Challenges with restricted or repetitive patterns of behaviour, interests, or activities: Compared to same age peers’ your child may engage in more rigidity and inflexibility in routines and expectations. They may be holding onto order and predictability as a way of making sense of the world. They may struggle with repetitive stimming behaviours, and sensory seeking or avoiding behaviours. Your child may also display restricted interests in areas/topics of their choosing, and a lack of interest in areas/topics outside of their niche.

The diagnosing clinician would have assessed to see what challenges your child experiences across both domains. Each domain will be given a degree of severity; Level 1, Level 2 or Level 3. This refers to the degree of support your child will need moving forward, with Level 1 referring to minimal support and Level 3 referring to substantial support.

It is important to remember that just because your child has received a diagnosis of ASD, it does not change who he/she is. However, the diagnosis allows us to understand their unique challenges in this world. This understanding gives us the opportunity to best support them in their development. The goal of treatment and support services should always centre around improving each child’s quality of life. The most vital part of treatment is that we help each child thrive and live their best lives.

What can you do to support your child?

  • If your child has received an Autism Spectrum Disorder diagnosis, they may be eligible for NDIS support. You will need to contact NDIS and submit and application.
  • It is essential to create a supportive multidisciplinary team of clinicians to support your child and your family. This may include; Paediatrician, Psychologist, Occupational Therapist, Speech Therapist.
  • Paediatrician: may help with medical and behavioural support, they can provide medical and developmental oversight and regular medical check-ups. Paediatricians will also be able to provide guidance and support around medication, if required.
  • Psychologist: may help in emotion coaching, emotion regulation, parenting support, identifying triggers, and behaviour management.
  • Occupational Therapist: may help with managing sensory overstimulation or under stimulation.
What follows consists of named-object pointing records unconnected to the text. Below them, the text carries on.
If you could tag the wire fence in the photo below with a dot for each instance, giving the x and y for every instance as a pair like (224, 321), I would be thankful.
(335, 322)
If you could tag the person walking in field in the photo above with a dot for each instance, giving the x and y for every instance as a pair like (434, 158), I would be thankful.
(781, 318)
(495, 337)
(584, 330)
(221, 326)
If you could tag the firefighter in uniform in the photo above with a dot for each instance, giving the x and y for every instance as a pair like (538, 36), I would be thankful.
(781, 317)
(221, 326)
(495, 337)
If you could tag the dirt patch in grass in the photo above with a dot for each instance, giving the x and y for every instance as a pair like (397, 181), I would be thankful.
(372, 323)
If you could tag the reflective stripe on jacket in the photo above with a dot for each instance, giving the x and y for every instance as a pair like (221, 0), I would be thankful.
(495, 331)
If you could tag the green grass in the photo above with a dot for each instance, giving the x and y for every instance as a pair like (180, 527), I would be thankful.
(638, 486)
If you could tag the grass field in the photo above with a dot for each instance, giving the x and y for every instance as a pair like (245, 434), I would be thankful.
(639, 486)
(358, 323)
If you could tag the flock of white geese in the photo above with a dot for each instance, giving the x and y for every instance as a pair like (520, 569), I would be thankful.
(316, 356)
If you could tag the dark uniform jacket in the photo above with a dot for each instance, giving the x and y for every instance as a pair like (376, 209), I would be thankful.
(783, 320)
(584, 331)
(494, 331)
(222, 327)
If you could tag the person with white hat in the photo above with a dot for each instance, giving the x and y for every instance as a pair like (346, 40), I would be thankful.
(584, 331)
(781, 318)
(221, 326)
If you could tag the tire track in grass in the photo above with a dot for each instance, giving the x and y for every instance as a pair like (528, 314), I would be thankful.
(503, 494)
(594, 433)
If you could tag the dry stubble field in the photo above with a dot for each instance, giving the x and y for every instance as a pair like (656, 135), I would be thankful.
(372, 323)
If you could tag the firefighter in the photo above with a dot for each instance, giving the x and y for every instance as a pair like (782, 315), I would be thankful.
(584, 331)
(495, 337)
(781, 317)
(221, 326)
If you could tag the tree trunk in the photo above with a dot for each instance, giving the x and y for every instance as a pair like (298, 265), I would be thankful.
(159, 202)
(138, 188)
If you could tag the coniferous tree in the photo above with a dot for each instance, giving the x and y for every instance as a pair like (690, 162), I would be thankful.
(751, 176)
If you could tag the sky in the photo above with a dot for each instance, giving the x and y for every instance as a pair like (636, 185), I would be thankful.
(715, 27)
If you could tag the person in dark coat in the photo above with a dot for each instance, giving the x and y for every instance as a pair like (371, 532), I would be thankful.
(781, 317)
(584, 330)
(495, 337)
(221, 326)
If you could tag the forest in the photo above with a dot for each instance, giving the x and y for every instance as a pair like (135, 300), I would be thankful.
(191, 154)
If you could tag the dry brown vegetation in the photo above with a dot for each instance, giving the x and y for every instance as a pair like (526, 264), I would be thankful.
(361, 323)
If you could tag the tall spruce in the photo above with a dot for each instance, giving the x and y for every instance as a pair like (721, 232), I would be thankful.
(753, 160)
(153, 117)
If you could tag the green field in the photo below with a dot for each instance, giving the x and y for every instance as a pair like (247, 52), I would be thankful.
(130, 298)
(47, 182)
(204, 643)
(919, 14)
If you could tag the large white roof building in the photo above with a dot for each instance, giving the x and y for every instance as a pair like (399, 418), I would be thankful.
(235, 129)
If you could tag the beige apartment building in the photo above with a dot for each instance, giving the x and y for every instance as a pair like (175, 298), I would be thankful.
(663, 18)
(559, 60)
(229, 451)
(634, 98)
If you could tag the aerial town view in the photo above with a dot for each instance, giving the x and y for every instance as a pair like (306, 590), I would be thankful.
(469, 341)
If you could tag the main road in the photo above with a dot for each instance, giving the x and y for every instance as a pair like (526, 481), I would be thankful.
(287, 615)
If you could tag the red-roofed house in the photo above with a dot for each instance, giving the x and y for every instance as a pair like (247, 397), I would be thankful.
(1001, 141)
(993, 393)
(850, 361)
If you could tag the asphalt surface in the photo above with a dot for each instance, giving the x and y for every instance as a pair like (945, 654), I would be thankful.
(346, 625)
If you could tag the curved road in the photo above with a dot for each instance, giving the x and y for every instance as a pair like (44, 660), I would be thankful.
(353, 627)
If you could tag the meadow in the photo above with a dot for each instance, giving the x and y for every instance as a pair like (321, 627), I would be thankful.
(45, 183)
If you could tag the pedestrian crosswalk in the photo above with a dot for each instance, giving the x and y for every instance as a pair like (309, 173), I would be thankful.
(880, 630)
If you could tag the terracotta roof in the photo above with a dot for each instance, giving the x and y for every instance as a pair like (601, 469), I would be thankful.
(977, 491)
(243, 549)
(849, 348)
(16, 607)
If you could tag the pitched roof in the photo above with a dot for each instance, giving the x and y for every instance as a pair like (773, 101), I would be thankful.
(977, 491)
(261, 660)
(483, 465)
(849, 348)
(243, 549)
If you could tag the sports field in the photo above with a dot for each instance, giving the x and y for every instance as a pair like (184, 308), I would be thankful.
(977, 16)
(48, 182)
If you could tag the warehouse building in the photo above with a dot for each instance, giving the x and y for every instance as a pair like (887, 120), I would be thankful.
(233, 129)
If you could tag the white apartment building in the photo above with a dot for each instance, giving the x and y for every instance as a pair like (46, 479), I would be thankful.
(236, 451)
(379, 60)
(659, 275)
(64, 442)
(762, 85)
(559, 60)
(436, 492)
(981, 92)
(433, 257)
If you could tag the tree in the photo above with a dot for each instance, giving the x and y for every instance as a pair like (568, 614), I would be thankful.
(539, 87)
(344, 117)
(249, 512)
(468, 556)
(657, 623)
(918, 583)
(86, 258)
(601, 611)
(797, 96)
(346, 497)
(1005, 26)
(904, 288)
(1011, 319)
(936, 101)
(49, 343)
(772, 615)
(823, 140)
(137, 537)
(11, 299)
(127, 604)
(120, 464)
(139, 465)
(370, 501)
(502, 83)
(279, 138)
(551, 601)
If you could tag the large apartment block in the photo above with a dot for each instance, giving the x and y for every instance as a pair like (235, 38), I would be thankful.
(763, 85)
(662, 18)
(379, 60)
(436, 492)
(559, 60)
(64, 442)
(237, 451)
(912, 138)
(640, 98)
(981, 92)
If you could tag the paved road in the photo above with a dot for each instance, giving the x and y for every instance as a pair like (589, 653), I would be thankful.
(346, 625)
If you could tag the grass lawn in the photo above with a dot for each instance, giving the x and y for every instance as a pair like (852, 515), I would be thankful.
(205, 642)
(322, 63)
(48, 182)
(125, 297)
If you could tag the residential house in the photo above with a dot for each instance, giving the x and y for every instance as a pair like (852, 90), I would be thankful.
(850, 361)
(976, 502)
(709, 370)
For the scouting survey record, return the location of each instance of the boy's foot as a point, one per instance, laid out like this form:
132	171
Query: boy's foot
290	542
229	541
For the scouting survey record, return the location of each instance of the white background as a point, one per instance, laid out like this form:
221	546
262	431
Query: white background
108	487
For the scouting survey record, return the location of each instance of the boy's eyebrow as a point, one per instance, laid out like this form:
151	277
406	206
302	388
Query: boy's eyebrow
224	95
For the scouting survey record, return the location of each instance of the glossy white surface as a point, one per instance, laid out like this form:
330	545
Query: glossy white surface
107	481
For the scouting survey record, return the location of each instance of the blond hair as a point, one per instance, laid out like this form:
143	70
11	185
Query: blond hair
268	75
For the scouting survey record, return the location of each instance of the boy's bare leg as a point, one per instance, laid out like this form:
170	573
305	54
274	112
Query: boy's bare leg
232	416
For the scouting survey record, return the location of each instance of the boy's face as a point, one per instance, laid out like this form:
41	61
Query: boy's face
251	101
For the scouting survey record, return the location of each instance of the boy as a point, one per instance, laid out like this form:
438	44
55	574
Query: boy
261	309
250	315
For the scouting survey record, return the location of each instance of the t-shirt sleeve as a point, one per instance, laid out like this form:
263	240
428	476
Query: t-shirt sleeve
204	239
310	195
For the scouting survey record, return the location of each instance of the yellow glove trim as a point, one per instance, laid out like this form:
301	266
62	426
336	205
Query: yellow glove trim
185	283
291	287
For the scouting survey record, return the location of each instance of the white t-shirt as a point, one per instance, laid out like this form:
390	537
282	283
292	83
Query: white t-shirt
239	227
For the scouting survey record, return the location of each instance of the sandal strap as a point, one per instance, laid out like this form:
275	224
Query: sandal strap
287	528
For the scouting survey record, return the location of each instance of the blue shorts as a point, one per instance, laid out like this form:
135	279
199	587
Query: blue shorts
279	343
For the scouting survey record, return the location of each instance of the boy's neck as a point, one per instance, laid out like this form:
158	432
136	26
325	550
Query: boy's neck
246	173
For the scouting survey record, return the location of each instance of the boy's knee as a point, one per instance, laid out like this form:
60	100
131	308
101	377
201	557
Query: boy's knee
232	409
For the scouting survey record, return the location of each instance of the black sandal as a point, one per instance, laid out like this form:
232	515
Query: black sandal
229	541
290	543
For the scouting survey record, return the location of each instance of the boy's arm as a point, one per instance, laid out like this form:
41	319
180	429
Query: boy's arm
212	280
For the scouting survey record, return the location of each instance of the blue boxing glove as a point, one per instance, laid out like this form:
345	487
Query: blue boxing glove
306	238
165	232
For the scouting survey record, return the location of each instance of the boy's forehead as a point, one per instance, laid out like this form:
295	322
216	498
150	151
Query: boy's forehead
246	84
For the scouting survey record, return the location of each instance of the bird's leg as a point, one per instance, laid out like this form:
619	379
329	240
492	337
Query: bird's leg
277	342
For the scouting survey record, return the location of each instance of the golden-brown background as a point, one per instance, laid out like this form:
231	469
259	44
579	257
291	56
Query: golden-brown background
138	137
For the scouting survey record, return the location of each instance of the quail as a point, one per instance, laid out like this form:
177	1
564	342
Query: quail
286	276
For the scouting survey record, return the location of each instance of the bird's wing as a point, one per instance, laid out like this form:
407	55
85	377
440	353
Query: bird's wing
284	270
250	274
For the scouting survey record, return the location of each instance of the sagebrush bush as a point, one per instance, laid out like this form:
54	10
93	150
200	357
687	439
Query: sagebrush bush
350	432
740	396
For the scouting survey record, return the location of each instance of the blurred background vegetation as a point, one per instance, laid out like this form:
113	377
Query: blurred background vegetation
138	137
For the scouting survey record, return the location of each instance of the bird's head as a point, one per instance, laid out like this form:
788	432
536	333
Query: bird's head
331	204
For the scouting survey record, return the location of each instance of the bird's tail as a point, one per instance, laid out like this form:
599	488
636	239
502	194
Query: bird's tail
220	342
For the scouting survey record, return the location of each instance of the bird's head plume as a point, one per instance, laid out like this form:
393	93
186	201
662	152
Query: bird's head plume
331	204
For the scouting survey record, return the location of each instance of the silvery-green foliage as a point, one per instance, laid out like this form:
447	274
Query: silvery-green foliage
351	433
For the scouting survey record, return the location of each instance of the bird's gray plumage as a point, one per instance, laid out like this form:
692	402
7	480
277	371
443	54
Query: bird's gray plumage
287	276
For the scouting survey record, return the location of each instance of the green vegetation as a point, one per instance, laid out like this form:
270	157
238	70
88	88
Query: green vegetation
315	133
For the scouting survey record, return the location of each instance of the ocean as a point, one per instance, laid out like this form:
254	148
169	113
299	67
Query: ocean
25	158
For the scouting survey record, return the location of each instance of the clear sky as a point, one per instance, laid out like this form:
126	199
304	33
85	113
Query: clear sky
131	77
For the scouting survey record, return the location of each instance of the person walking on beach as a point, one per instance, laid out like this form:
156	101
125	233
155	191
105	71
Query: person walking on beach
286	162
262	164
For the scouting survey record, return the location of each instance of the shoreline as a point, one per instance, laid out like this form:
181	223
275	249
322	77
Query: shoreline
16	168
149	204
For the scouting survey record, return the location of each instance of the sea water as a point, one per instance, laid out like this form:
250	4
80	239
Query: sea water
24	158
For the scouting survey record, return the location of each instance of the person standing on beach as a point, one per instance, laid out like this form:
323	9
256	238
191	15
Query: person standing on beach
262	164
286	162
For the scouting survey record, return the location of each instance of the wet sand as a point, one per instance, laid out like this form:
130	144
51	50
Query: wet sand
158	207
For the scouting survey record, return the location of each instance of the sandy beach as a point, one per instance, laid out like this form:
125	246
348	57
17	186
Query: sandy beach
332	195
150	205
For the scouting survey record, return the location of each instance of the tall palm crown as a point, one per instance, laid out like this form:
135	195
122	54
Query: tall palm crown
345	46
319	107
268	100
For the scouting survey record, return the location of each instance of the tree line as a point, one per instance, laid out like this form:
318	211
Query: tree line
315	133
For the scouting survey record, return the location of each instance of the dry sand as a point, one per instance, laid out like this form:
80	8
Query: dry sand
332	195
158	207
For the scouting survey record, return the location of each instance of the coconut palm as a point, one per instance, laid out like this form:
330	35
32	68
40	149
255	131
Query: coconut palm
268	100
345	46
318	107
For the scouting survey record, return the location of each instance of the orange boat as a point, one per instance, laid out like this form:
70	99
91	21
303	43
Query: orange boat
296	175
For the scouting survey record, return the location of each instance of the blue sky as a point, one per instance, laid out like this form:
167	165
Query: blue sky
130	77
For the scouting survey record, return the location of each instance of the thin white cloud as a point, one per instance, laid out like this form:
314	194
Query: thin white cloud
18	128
They can also help with concentration and focus, as well as fine and gross motor development
  • Speech Therapist: may help with communication difficulties and improving their language and social skills in connecting with others through conversation.
  • It will also be helpful to involve the learning support unit at your child’s school. A school can make environmental and structural changes in the classroom to help support your child’s functioning. As well, school teachers can aid in supporting children will social development, and in making and keeping friends in the playground. If your child requires additional 1:1 support in the classroom or playground, you can request for a teachers aid to further support your child. 
  • Expand your child’s exposure to social experiences. Depending on your child’s level of needs you may want to start with a structured social skills group, or alternatively you can place them in scouts or social sporting teams.
  • Create a structured and predictable environment for your child. Children with Autism are often trying to make sense of the world they live in. Through creating a sense of consistency and stability in day-to- day life they are better able to understand and respond to what is expected of them.

Children with Autism see the world differently. It’s vital to support them so they become comfortable with the rules and expectation of how this world works. In order to help your child live their best life, it is also important for us to value and show interest in how they see the world around them and try our best to see the world through their eyes.